Il est de nouveau possible de donner avec réserve d’usufruit grâce à la « route du fromage »

Le 12 juin 2018, le Conseil d’État a annulé l’avis controversé du Fisc flamand concernant la donation sous réserve d’usufruit pour un notaire étranger. Sur quoi porte exactement cet arrêté ? Et quelles en sont les conséquences pratiques ?


La donation sous réserve d’usufruit est une technique couramment utilisée pour planifier les successions. Par exemple, vous donnez votre portefeuille de valeurs mobilières à vos enfants, mais vous en conservez l’usufruit : ainsi, vous pouvez continuer à gérer le portefeuille et vous pouvez en toucher les revenus (intérêts et dividendes). Toutefois, vous ne pouvez pas disposer du capital.


Acte notarié à l’étranger

Si vous souhaitez effectuer un don avec réserve d’usufruit, il faut obligatoirement établir un acte notarié. Pour les biens meubles, tels qu’un portefeuille d’actions, il n’est pas nécessaire que ce soit un acte notarié belge. Toute donation qui se fait devant un notaire belge est obligatoirement enregistrée, et il en résulte ainsi automatiquement l’obligation de payer des droits de donation. Toute personne résidant en Région flamande paie donc, en plus des frais de notaire, une taxe sur les donations de 3 % (en ligne directe ou entre époux) ou de 7 % (entre tous les autres). C’est pourquoi, par le passé, les candidats à la donation ont emprunté la « route du fromage », consistant à effectuer la donation avec réserve d’usufruit de valeurs mobilières de placement, d’investissements de portefeuille ou de parts de sociétés devant un notaire à l’étranger (aux Pays-Bas ou en Suisse).
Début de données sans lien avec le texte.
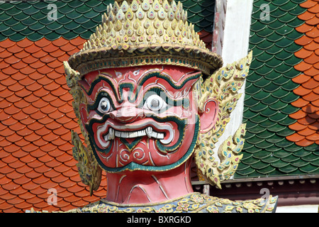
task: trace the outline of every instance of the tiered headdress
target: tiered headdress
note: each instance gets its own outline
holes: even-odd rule
[[[238,91],[248,74],[252,53],[221,67],[221,57],[205,47],[194,26],[188,23],[187,12],[181,4],[169,1],[118,0],[108,6],[102,23],[83,49],[64,62],[67,83],[74,99],[73,108],[80,119],[79,104],[86,100],[77,81],[90,72],[148,65],[174,65],[201,71],[208,77],[205,81],[201,77],[194,86],[198,111],[203,111],[205,101],[213,98],[218,104],[218,116],[211,131],[200,133],[194,157],[200,178],[220,188],[220,182],[234,175],[242,157],[240,153],[245,126],[242,125],[233,136],[225,140],[217,152],[215,144],[225,132],[230,113],[240,97]],[[89,145],[80,120],[79,124],[85,143]],[[74,132],[72,143],[81,179],[89,185],[92,193],[99,187],[101,169],[90,146],[84,146]]]
[[[147,65],[185,66],[210,75],[222,66],[221,57],[206,48],[187,22],[181,2],[121,1],[108,6],[95,33],[69,59],[69,67],[81,76],[101,69]]]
Ainsi, ils bénéficiaient d’un acte notarié, mais ne devaient aucun droit de donation ou de succession tant que le donateur restait en vie au moins trois ans ensuite (sept ans en cas d’entreprise familiale).

Avis de Vlabel

À partir du 1er juin 2016, le service de perception des impôts flamand (« Vlabel ») a barré la « route du fromage ». Son avis modifié établissait qu’à partir de cette date, en cas de donation avec réserve d’usufruit, l’impôt sur la succession serait toujours dû, même si l’acte n’est pas enregistré. À partir du 1er juin 2017, cet avis a été étendu à la donation de parts d’une société de droit civil. En d’autres termes, cela n’avait plus de sens de s’adresser à un notaire étranger pour faire une donation avec réserve d’usufruit, puisque l’acte de donation devait de toute façon être enregistré en Belgique pour échapper aux droits de succession (souvent plus élevés) de ces autres pays.

Annulation par le Conseil d’État

Cet avis a été très largement critiqué et un recours en annulation de cette décision a été introduit auprès du Conseil d’État. Dans un arrêté du 12 juin 2018, le Conseil d’État a annulé cet avis controversé, grâce à quoi il est de nouveau possible d’établir auprès d’un notaire étranger un acte de donation avec réserve d’usufruit de placements, investissements ou parts de sociétés, sans devoir payer l’impôt sur les donations. Il n’est pas non plus obligatoire de payer l’impôt sur les successions, à condition que le donateur ne décède pas pendant une période de risque de trois ou sept ans.

Conclusion

Pour le moment, vous pouvez donc de nouveau effectuer des donations avec réserve d’usufruit en passant par la « route du fromage ». Le Vlabel a déjà indiqué qu’il se conformerait à l’arrêt. Il reste à voir comment le législateur flamand réagira à cet arrêt. Il est possible que la loi flamande soit modifiée pour contourner ce jugement.

Conséquences supplémentaires : achat en démembrement

L’annulation de l’avis du Vlabel a également des conséquences pour une autre technique populaire : l’achat en démembrement de biens immobiliers. Par exemple, vous achetez un bien immobilier avec votre enfant, en gardant l’usufruit et en laissant à votre enfant la nue-propriété. Pour être en mesure d’acheter la nue-propriété, votre enfant doit disposer de suffisamment de ressources propres. En pratique, il arrive souvent que le parent fasse donation à l’avance de l’argent nécessaire à son enfant. Au moment du décès du parent, l’enfant acquiert la pleine propriété du bien immobilier. Selon l’avis de Vlabel, l’obtention de la nu-propriété suivant le décès aurait dû être soumise à l’impôt sur les successions, sauf si la donation antérieure a été enregistrée (et donc soumise à l’impôt sur les donations de 3 ou 7 %). L’arrêt récent du Conseil d’État qui annule l’avis de Vlabel a pour conséquence qu’une donation antérieure de l’usufruitier au nu-propriétaire suffit. Que cette donation ait été enregistrée ou non n’a donc plus d’importance dans la région flamande.